Anyone who’s followed the back-and-forth knows that there have been problems. When, in 2023, the Eric Adams administration adopted new rules curbing outside dining for four months of the year, the number of participating restaurants fell from a peak of 8,000 to as few as 400. After revising the city code last summer, the DOT was set to manage Open Streets like other special events on its properties by awarding two types of concession agreements. Restaurants were supportive of the rule change since the long-term concession would allow most Open Streets operators to continue blocking off their roads on weekends for nearly half the year. When the city was codifying Open Streets, Fallon explains, they tried to find an existing framework to manage the program. “We’ve been operating in a gray zone for the last six seasons, and many of us don’t like that uncertainty.”

But this year, DOT officials told Fallon they did not have enough time to process any long-term agreements, and the short-term ones they planned to offer would start on May 1 instead of April 1. They advised Fallon to begin planning now for a long-term concession, if he wanted one, for 2027. “When I asked why they didn’t have establishments start this process last summer, they said they were understaffed and underfunded,” Fallon says. “There shouldn’t have been any surprises here with what we were doing. Someone dropped the ball.”

Meanwhile, operators of other Open Street corridors were not even aware their season could be reduced. Fallon called the head of a nearby Open Street program who said they wouldn’t be able to operate at all if they were only granted 29 days.
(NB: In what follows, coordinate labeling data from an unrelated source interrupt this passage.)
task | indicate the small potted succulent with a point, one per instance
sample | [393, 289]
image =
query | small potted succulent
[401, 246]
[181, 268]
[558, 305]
Brooklyn Councilman Lincoln Restler, whose district includes several seasonal open streets, had similarly not heard of any changes before Grub Street contacted him. “DOT has made the wrong decision by dramatically limiting opportunities for restaurants to benefit from Open Streets,” Restler says. “This is inconsistent with our push to make outdoor dining year-round, and I hope the agency will swiftly reconsider this policy.”

City officials acknowledge the 29-day window will not work for every neighborhood, and a DOT official says the agency is currently seeking an alternative way to ensure they will be able to operate for as many days as last year. Crucially, nothing is set yet. “We know the framework of these agreements, which was established long before the Open Streets program existed, does not always meet our partners’ needs, so we are working to cut red tape and deliver a solution to allow for Open Streets, like on Canal Street, to continue uninterrupted this coming season,” DOT spokesman Vincent Barone tells me. (“Fixing the city’s outdoor-dining program is one of the Council’s top policy priorities to help small businesses thrive and maintain New York City as the economic capital of the world,” Council spokesperson Benjamin Fang-Estrada says.)

Fallon is hopeful the DOT can find a temporary solution, such as a mayoral executive order or multiple short-term concessions, so Canal Street can run again this year. In the future, Fallon wants the city to create a third type of concession exclusively for Open Streets participants to make it easier for restaurants to apply for seasonal permits: “These aren’t large corporations bidding on vending at city concessions with multiple contracts with the city. Some are coffee shops with 12 tables,” he says. “They shouldn’t have to review a 50-page legal document and hire a lawyer to go through an arduous long-term concession agreement just to put a couple tables and chairs in the street.”